Now, there’s context here. Crockett looked far more ready against Auburn than Purdue, and I’m betting he’s fine after the upcoming bye week. I doubt this is a Hansbrough-in-2015 situation. Still, the damage was obvious. Crockett looked like Crockett a small handful of times on Saturday, but he was still far slower in his cuts than we’re used to seeing. And when Mizzou doesn’t have a create-on-his-own guy in the backfield, Mizzou can’t create.

(The best ‘creator’ Missouri had on Saturday: Larry Rountree III, who looked mean and decisive.
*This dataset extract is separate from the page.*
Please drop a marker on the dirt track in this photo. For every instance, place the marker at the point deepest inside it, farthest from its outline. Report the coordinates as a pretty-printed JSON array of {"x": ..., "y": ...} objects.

And only got four carries and nine snaps.)

4. J’Mon Moore, complementary receiver

Over the last three games of 2016 and the first of 2017, J’Mon Moore, Missouri’s second-best creator behind Crockett, caught 27 balls for 594 yards. Projected over 13 games, that’s a ridiculous 88-catch, 1,930-yard pace.

Granted, that pace is unsustainable. Sure. But since Missouri State, Moore has caught eight balls for 125 yards. His per-target averages are still great! 26 yards per catch, 14.9 yards per target, etc. But he’s also only been targeted 21 times, four fewer than Dimetrios Mason and three fewer than Johnathon Johnson. On Saturday, he was targeted fewer times than those two, Richaud Floyd, and Al Okwuegbunam. He has disappeared into the scenery.

5. Missouri’s defense has no identity, no havoc, no hope

Missouri currently ranks 119th in success rate allowed — 103rd rushing, 112th passing, 103rd on standard downs, and 115th on passing downs.

Worse yet, we still don’t know what the Tigers actually want to do. Their base defense, for starters, is atrocious. They had more success out of a 3-4 than the base nickel or 4-3. Of course, if I recall correctly, the 3-4 stunk before last week, too.

There is simply no disruption or hope for disruption. Opponents are running the ball constantly on standard downs (67 percent of the time, 18th-highest in the country) because they don’t fear Missouri’s base defense. They are throwing the ball constantly on passing downs (75 percent of the time, 17th-highest) because they don’t fear either Missouri’s secondary or its pass rush. Third-and-8 is like third-and-3.

Missouri had a pathetic three tackles for loss, zero passes defensed, and zero forced fumbles on Saturday. Havoc rate: 4%. Missouri’s havoc rate in 2015: 20%.

Again, I’m going to flip this around and talk about a few slightly positive trends later in the week. But Missouri is absolutely hopeless at the moment. Honestly, it’s almost worse that the Tigers actually seemed to show up against Auburn because it proved just how awful this team is. They tried. And they still lost by 37.